Blueprints for Requesting a slot and attacking the player
🎯
Parry Graph
Gameplay showing Parry → Parry → Attack
🎯 Design Philosophy
A few intentional choices shape how the brawl feels moment to moment.
⭕
Order Over Chaos
The slot ring is invisible to the player but does the heavy lifting - it spaces attackers so the crowd reads as threatening, not as a pile-on.
🎟️
One Strike at a Time
The attack token guarantees the player is never double-hit on a frame. Pressure comes from sequence and timing, not from raw simultaneity.
⏱️
Telegraph Everything
Every strike opens a readable parry window. Defence is a skill expression - a read on the animation - rather than a panic input.
🎲
Organic Randomness
A ±0.5s wait and a first-come token race mean no two fights play out identically. The choreography is rules-based but never scripted.
Reference Study
The system draws on three touchstones. Batman: Arkham for the core grammar - the slot ring, the single-attacker cadence, and the counter prompt as the defining defensive verb. Mad Max for the grounded, weighty feel of the strikes and the way a brawl reads as desperate rather than balletic. Marvel's Spider-Man for the use of motion warping to make attacks and counters connect cleanly across distance, so a lunge never visibly whiffs.
Tuning Levers
The whole encounter feel can be re-tuned from a handful of fields. Slots Num and Ring Radius set how crowded and how close the fight is. The Wait timer (3.0s ±0.5) controls aggression pacing, and the parry-window notify length sets how forgiving the defence is. Widen the window for an accessible brawler; tighten it for a punishing one - all without touching the underlying logic.
Possible Extensions
The next step is unparriable attacks - strikes that open no parry window and instead must be evaded, forcing the player to read which defensive verb to use, not just when.

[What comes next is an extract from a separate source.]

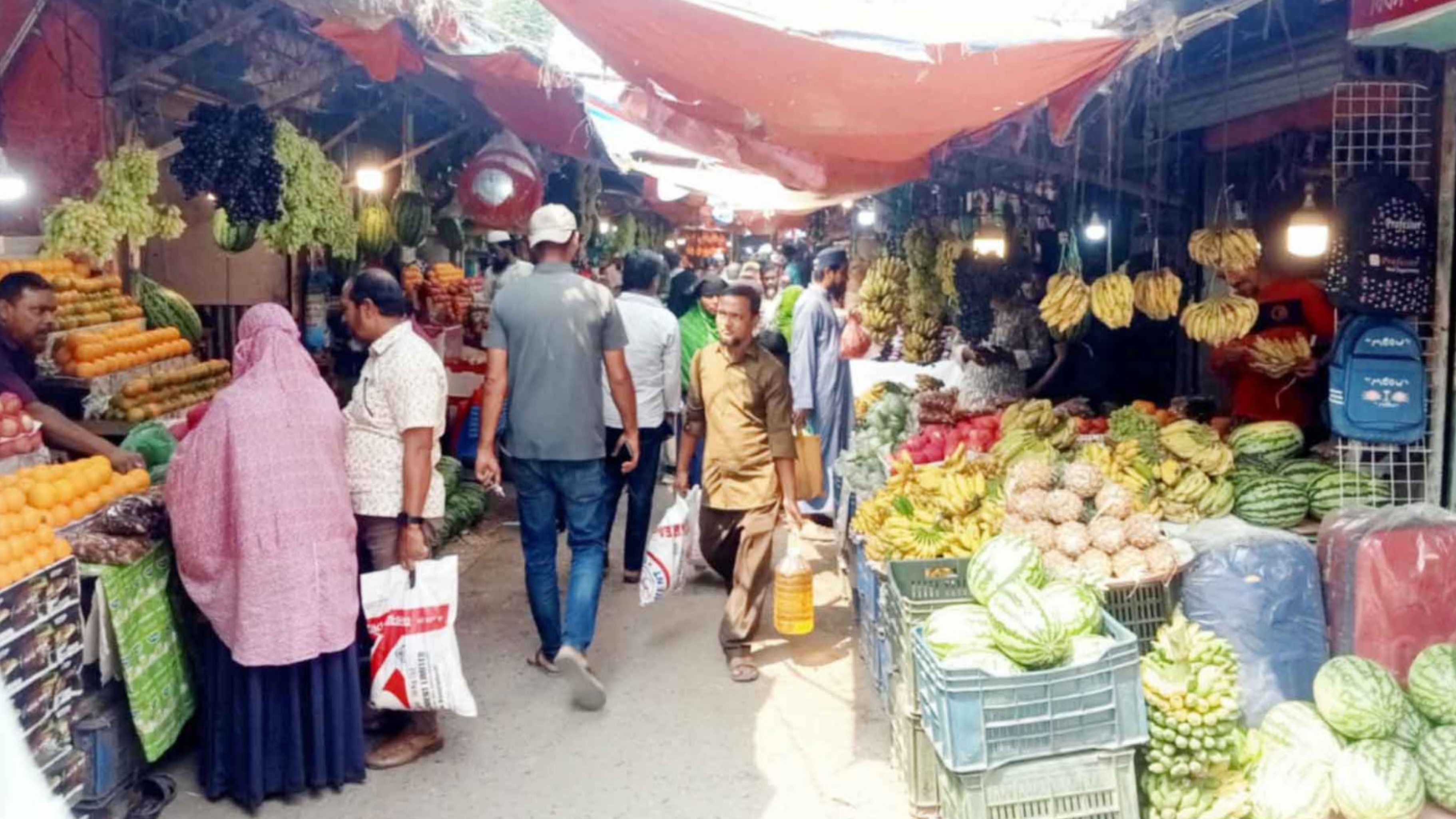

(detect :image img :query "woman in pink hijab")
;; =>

From there: enemy archetypes that ignore the token rules (a grabber, a shielded enemy), and combo strings to break the move-variety ceiling.
📚 What I Learned
Building this surfaced lessons worth keeping for the next combat system.
⭕
Nearest-slot routing
Having enemies reserve the closest free slot - rather than a fixed assignment - made the crowd movement read as natural and intelligent with very little code.
⏱️
Reactions & windows
Tying attacks to telegraphed notify windows is what turns a brawl into a conversation. The window is the whole game - get its length right and the fight feels fair.
🎯
Warp = clean contact
Motion warping toward the target removed almost all the "whiffed into air" jank for free - a small node with a huge payoff in how grounded hits feel.
🚫 Things I Do Not Like
Honest critiques - the parts I'd rebuild given another pass.
⚠ Move variety is thin
The biggest limitation is animation count. With a small library, both the player and enemies recycle the same few strikes, so extended fights start to feel repetitive. Combos - chained strings that branch on continued input - would add the rhythm and variety the system is currently missing, and the architecture already supports them; it's the animation set that's the bottleneck.
🧭 Next Steps
Where this goes from here.
1
Unparriable attacks
Add strikes that open no parry window and must be evaded instead. This forces the player to read which defensive verb to use - parry vs. evade - turning defence from a timing check into a genuine decision.
2
Combo strings
Expand the animation set and add input-branching combos for both attacker and player, breaking the move-variety ceiling that limits longer fights today.